Keeping campaign promises could be disastrous

Last week 20 Washoe County residents filed a new political party for the state — the Nevada Constitution Party.

Las Vegas Review-Journal capitol reporter Ed Vogel wrote, “Otilia Krapff, the executive director of the new party, said every state but Nevada already has a Constitution Party and she and the others want governments to downsize, taxes to be lowered, term-limits placed on federal elected officials and ‘people elected who say what they are going to do and stick with it.’ ”

Actually, Nevada does already have a Constitution Party. It’s just not called that. Nevada’s Independent American Party, which was formed as a vehicle for George Wallace’s 1968 presidential candidacy, is the Nevada affiliate of the Constitution Party. Last year, the IAP’s line on the Nevada ballot was given over to CP presidential nominee Virgil Goode, the IAP hosted Nevada appearances of Goode, and the IAP’s Janine Hansen is the Western states chairwoman of the Constitution Party.

But that wasn’t the part that really caught my eye in Vogel’s story. It was the quote from Krapff that political candidates should “say what they are going to do and stick with it.”

Why is that a good idea?

Imagine that a candidate ran for the House in the 1938 election on a campaign of “no new taxes.” Starting in 1940, the Congress started enacting the largest tax increases in U.S. history, first to pay for military preparedness and then, after 1941, for war against Japan and Germany. Should that candidate have stuck with his anti-tax position?

In 1928 Herbert Hoover was elected president as a laissez faire candidate who would continue President Calvin Coolidge’s hands-off attitude toward the business community. When that unregulated business community caused the massive financial collapse that caused the Great Depression, Hoover was as good as his word. For three years after the stock market crash, Hoover kept his campaign promise, refusing to use federal power to revive the economy. His commitment to small government and laissez faire economics prevented him from doing anything substantive, and his belief that the business community would right itself and the nation caused the Depression to stretch out for the rest of his term and become almost a semi-permanent institution. And when Hoover did act, he sometimes made things worse, prolonging the Depression, as when he pitted the U.S. against the world’s businesspeople by signing a high tariff law.
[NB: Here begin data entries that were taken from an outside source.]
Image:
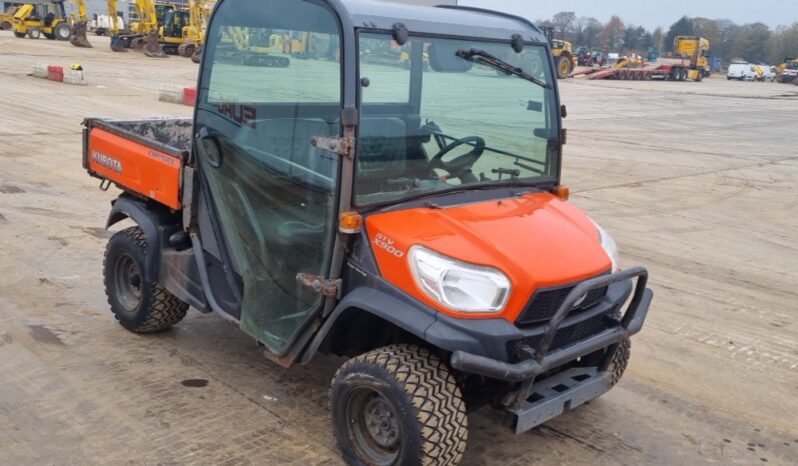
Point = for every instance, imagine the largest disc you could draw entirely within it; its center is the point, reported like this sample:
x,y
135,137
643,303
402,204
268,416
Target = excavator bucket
x,y
78,35
118,43
152,47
It was tragic for those who lived in misery and even died of disease or malnutrition that Hoover could not change his position.
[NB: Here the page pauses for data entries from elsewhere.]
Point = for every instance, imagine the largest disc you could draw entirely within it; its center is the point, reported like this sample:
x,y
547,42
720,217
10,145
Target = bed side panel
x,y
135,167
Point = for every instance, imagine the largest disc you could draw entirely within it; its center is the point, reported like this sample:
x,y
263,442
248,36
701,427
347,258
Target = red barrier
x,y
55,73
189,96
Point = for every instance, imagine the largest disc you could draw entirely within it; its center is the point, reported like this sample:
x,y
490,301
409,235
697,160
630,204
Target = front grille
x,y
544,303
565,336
In Nevada in 1950, Republican Charles Russell was elected governor on a pledge not to raise taxes. He had failed to anticipate what effect that pledge would have on the state’s parents and children in the entirely foreseeable postwar frenzy. The troops had come home from World War II mostly in 1946. It was during Russell’s governorship that the baby boom started being felt in state and local programs and agencies and, above all, in the schools.

The Nevada birthrate jumped 57 percent in the first five months of 1947 over the same period of 1946. The state’s school system neared collapse. A state that always had low taxes suddenly could not pay for desperately needed school construction and the cost of educating the largest classes in history.

Parents organized to demand higher taxes, but Russell decided to stick with his campaign pledge. Nevadans lost four long years because it was held hostage to his promise. In 1954 he was re-elected without a no-taxes pledge and the state was finally able to pay for an adequate (although not more) school system. Until then, baby boomers had suffered through inferior early educations.

The first George Bush is often faulted for breaking his 1988 “no new taxes” pledge. But imagine the economic consequences if he had not. During the Reagan decade the nation had lived on hot checks and its economy was being damaged by the consequences of deficit spending. The deficit had more than tripled in 10 years and was a drag on the economy.

Franklin Roosevelt, who replaced Hoover as president, once said that he believed he should “take a method and try it. If it fails, admit it frankly and try another. But above all, try something.”

Keeping every campaign promise would have a nice abstract, ivory tower symmetry, but in the real world it would be a disaster. Those like the Constitution Party organizers want candidate allegiance to dogma, not candidates who learn from experience.

Dennis Myers is a veteran and Nevada journalist.